Por M. Correia Fernandes
Há gestos simbólicos. A Bíblia está cheia deles: a pomba de Noé e a pomba do Batismo de Jesus, o arco-íris pós-diluviano, o cordeiro pascal, o fogo do Sinai, a estrela dos Magos que lhes revela o lugar do nascimento, o pão e o vinho da última ceia, a água do lago, a água da samaritana e a que brota do lado aberto de Jesus Cristo. E a grande proclamação dos salmos e do Evangelho: “O Senhor é meu Pastor, eu sou o Bom Pastor”. Os símbolos são a presença encoberta de novas realidades salvíficas.
No domingo que precedeu este dia 17 de fevereiro, Quarta Feira de Cinzas, muitas igrejas apresentaram novas flores para a celebração desse domingo, reservada mas aberta às transmissões, apesar da ausência da assembleia celebrante. As flores são também um símbolo: o da beleza e o da caducidade.
Outra realidade simbólica, outra proposta é a Mensagem para a Quaresma do papa Francisco:
“Quaresma: tempo para renovar fé, esperança e caridade”, bem como tantas outras mensagens de Bispos e teólogos da Igreja universal.
Por isso, é essencial que procuremos captar a dinâmica que o Papa Francisco quis transmitir através da sua mensagem proclamada em tempo de dores, de confinamentos, de dramas e de esperanças.
Na nossa memória, esta estranha Quarta Feira de Cinzas é a primeira em que não se realiza publicamente esse gesto tradicional, também de simbologia bíblica, a bênção e imposição das cinzas. Em tempos de guerras ou de outras epidemias quantas comunidades ao longo dos tempos a não puderam igualmente realizar! O no entanto o seu espírito permaneceu e continua como proposta de atitude e gestos de conversão pessoal e social.
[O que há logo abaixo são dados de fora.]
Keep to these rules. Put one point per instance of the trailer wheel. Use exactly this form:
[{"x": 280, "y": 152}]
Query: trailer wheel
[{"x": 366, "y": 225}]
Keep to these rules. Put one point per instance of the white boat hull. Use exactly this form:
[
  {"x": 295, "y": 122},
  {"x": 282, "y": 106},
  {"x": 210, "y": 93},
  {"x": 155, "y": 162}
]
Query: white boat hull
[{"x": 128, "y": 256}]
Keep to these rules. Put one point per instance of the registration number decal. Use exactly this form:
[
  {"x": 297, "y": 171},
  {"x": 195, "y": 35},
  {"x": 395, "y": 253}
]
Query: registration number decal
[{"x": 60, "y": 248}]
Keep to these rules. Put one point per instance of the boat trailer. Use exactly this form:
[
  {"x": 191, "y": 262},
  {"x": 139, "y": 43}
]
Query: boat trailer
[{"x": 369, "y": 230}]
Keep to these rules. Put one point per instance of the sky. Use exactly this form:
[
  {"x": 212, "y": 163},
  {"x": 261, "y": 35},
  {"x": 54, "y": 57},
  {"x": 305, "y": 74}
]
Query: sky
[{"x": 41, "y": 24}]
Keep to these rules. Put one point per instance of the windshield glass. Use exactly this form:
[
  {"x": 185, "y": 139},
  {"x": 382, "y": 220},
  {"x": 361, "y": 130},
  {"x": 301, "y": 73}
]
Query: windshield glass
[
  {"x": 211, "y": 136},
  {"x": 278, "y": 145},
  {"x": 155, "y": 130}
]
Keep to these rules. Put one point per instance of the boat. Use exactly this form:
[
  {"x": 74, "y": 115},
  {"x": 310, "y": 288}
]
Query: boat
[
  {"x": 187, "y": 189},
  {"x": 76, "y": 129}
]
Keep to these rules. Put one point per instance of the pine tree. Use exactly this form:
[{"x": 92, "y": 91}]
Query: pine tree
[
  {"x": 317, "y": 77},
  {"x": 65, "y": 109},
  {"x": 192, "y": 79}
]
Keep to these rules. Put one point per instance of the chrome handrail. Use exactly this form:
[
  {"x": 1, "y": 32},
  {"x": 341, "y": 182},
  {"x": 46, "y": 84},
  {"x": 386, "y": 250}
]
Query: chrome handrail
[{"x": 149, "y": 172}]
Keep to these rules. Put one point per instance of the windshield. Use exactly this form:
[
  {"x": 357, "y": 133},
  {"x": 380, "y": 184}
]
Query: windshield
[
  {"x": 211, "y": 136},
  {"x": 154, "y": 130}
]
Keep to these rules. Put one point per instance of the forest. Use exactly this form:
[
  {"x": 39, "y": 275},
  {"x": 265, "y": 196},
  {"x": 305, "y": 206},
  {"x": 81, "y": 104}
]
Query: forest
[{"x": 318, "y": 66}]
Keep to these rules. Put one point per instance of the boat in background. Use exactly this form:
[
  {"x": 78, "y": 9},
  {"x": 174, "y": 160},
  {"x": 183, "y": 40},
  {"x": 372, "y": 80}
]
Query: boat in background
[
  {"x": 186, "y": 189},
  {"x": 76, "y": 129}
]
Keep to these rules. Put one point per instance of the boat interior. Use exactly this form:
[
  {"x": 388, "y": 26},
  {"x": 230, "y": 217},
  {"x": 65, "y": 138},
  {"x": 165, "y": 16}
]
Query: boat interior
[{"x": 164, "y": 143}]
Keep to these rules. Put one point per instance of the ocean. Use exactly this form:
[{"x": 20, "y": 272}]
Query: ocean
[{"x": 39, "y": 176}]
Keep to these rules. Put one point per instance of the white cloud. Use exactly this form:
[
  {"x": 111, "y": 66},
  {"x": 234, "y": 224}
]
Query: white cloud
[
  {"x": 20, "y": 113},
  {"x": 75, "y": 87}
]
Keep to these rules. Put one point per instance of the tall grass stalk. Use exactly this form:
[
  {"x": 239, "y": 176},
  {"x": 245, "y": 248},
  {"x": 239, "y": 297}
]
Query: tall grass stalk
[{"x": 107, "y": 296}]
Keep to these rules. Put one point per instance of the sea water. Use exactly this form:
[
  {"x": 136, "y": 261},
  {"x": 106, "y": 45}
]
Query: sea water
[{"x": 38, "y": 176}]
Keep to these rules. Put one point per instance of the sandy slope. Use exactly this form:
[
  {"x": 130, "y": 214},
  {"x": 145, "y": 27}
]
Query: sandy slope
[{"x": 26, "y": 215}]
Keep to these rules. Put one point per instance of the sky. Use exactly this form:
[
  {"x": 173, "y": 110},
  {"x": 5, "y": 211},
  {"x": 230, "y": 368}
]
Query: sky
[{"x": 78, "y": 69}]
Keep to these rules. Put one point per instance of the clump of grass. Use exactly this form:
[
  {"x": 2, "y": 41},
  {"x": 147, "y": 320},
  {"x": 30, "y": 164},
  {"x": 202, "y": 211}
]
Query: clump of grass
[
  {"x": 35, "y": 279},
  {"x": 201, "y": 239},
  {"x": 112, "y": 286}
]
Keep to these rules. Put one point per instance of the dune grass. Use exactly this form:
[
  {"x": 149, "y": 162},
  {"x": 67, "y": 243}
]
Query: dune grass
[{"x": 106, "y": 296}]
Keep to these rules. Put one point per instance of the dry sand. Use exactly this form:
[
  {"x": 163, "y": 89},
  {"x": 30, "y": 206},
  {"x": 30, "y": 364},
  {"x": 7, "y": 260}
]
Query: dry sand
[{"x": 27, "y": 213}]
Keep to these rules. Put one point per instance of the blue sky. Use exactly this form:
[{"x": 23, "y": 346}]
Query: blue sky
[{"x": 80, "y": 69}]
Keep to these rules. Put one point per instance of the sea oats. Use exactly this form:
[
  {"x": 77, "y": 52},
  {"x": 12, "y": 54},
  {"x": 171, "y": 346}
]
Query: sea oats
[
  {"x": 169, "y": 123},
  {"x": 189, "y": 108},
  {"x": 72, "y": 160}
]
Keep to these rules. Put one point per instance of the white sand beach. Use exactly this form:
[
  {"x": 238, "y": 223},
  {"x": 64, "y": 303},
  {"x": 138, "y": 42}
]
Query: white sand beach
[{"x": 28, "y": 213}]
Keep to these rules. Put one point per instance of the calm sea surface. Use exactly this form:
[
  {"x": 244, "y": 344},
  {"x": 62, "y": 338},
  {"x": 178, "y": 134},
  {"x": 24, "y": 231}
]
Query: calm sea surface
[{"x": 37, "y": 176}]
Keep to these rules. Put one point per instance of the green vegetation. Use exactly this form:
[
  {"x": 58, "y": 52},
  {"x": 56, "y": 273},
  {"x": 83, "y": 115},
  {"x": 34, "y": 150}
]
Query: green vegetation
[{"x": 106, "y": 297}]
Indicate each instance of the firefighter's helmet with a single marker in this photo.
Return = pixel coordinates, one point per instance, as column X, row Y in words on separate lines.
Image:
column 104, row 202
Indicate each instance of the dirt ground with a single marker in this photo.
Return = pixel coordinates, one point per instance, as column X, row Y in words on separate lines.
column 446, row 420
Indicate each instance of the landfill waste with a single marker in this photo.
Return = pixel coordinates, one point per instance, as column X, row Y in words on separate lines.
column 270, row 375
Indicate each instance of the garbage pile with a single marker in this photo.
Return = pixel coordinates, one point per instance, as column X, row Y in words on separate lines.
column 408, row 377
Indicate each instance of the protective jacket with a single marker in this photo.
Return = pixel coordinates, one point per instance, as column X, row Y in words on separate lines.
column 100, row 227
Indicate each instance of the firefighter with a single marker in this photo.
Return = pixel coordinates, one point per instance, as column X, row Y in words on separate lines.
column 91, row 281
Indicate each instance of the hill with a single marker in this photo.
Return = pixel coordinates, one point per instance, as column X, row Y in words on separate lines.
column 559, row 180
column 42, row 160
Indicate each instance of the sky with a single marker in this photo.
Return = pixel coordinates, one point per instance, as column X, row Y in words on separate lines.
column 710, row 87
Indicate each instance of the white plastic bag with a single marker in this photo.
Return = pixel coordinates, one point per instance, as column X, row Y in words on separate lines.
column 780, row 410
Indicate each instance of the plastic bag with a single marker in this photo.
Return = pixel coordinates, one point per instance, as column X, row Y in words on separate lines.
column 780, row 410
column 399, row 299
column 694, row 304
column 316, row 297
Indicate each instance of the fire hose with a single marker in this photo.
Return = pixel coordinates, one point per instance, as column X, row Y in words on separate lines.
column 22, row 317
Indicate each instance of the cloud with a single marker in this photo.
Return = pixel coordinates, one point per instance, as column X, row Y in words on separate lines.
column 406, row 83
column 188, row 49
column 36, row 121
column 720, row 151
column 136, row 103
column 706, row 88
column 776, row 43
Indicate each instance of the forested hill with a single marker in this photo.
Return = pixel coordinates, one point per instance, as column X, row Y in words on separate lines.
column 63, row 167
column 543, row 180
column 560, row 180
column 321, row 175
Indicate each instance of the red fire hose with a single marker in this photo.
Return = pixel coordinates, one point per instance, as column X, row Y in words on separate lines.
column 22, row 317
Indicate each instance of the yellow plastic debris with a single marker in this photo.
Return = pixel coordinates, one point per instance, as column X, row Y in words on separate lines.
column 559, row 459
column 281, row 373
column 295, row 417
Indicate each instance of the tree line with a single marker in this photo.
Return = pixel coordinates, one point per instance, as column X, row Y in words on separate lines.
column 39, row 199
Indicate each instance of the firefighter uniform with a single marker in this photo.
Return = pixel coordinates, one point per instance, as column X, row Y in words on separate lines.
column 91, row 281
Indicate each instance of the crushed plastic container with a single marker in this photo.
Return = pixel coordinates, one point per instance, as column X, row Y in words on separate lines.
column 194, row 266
Da mensagem do Papa (que publicamos noutro lugar) há um conjunto de ensinamentos que importa valorizar e fazer cair fundamente no coração das pessoas, da Igreja e da sociedade hodierna. Salientamos alguns:
1.Acolher e viver a Verdade manifestada em Cristo significa, antes de mais, deixar-nos alcançar pela Palavra de Deus. Eis um ponto em que facilmente perdemos a referência: entre notícias insidiantes, dramas reais, números e percentagens, conselhos e propostas, dúvidas e decisões, é fácil esquecermos, mas importa lembrar o essencial: a Palavra salvadora.
2.A Quaresma é um tempo para acreditar, mesmo no contexto de preocupação em que vivemos atualmente, onde tudo parece frágil e incerto. Acreditar é a abertura ao caminho das soluções concretas. Falar de esperança não é uma provocação, mas a verdadeira alternativa.
3.A caridade, vivida seguindo as pegadas de Cristo na atenção e compaixão por cada pessoa, é a mais alta expressão da nossa fé e da nossa esperança. Assim os cuidados de saúde, como presença concreta das pessoas que acolhem e cuidam (o cuidar é a fórmula mais viva do acolher) é a expressão da nossa humanidade, da fé e esperança de cada homem ou mulher de boa vontade.
4.A caridade alegra-se ao ver o outro crescer; e de igual modo sofre quando o encontra na angústia ou no abatimento. E a emergência omnipresente da pandemia não nos deve fazer esquecer tantas outras enfermidades, do corpo e do espírito, que assolam as pessoas e a sociedade.
5.A partir do “amor social”, é possível avançar para uma civilização do amor a que todos nos podemos sentir chamados. Esta expressão “amor social” é uma novidade na palavra do Papa Francisco, que a propôs nas suas últimas mensagens: o amor não é apenas um sentimento pessoal, mas uma atitude humana a social de relacionamento com todos. É uma realidade de dimensão civilizacional. Ou como se afirma na “Fratelli Tutti”, um caminho de cultura, a “cultura do encontro” (n.º 215-217). Sobre ela deverão pensar e organizar as suas ideias os políticos, os empresários e os trabalhadores e nela realizar os seus projetos de construção social.
6.A caridade possui um dinamismo universal, porque não é um sentimento estéril. Esta é uma dimensão que alarga o conceito anterior. Será deste dinamismo que devem brotar as soluções, as mais amplas e as mais concretas, para os problemas que a sociedade atravessa.
Nestes dias, como aliás ao longo do ano, fomos confrontados com a memória de muitos, jovens e adultos, homens e mulheres que enfrentaram a aparência da destruição pela força da fé cristã. Deixaram o seu testemunho, pereceram os seus carrascos, e a mensagem alargou-se e difundiu-se. Essa esperança devemos manter hoje.